Origins of a Networked World: From World War II to the Internet

Thursday, February 17th, 2005
3:00 pm

Third Floor, Levis Faculty Center

919 W. Illinois St.Urbana

Event Description

Mobilization for World War II triggered profound changes in all areas of human endeavor. Innovations in microelectronics and computing are well known. Less familiar but of critical importance were vectors of change in the organization and retrieval of information. These changes drew on a concurrent elaboration of systems thinking and contributed to the growing hold exercised by informational metaphors over the scientific and technological imagination, as well as in the adjacent field of telecommunications policy planning and system development.
What factors prompted this wide-ranging endeavor to recast theory and practice within the sphere of information and communications? How did these initiatives emerge and develop? What were the repercussions? The goal of this panel is to stimulate inquiry and discussion about these vital dimensions of change in information and communications, which have led to the development of our present-day networked world.

Mark Leff (History) will provide an overview of how World War II acted as a crucible for rewiring the US political economy.

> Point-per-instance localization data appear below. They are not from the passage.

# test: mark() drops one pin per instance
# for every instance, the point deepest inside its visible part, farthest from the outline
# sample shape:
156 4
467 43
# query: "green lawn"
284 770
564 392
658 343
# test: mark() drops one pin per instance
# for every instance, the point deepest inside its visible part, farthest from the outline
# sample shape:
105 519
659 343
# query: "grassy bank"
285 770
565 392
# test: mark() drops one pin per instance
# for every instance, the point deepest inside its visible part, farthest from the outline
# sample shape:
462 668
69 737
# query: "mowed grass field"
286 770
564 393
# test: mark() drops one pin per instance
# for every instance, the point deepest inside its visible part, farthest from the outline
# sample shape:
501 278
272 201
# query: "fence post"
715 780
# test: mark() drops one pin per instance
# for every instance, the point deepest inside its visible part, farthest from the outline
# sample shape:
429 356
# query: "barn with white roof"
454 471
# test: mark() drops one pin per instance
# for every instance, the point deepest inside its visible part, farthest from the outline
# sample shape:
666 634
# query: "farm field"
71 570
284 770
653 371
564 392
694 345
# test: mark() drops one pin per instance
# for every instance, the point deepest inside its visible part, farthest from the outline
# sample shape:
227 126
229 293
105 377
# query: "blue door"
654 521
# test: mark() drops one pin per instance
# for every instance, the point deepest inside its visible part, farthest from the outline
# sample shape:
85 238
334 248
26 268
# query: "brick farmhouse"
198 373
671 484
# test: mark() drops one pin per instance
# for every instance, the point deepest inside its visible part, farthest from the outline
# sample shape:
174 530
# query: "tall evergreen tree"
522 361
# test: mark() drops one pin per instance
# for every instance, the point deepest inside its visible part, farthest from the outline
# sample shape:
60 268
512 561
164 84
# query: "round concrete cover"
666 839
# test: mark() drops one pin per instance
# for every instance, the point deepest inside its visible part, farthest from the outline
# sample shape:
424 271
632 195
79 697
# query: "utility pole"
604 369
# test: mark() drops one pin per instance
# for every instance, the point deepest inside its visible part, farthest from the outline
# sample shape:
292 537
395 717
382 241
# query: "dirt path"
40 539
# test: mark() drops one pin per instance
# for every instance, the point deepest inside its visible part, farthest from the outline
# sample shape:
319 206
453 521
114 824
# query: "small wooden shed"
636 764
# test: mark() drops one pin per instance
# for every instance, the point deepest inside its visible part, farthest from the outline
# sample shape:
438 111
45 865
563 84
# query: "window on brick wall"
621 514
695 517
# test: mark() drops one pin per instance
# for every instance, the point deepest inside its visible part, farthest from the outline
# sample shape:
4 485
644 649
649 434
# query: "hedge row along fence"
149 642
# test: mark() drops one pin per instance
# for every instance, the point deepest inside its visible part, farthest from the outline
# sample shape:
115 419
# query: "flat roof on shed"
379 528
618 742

Fernando Elichirigoity (GSLIS) will address alterations underway in the cultural conception of information. Boyd Rayward (GSLIS) will focus on developments in the theory and practice of information science. Christian Sandvig (Speech Communication) will discuss how constantly evolving telecom policies and industry organization have fed into Internet development. GSLIS Dean John Unsworth will moderate.

This presentation is held in anticipation of the CAS interdisciplinary initiative for academic year 2005-06 The Age of Networks: Social, Cultural and Technological Connections, which will examine the workings of networks across the sciences, arts, and humanities.

This Center for Advanced Study Special Presentation is cosponsored by The Illinois Program for Research in the Humanities.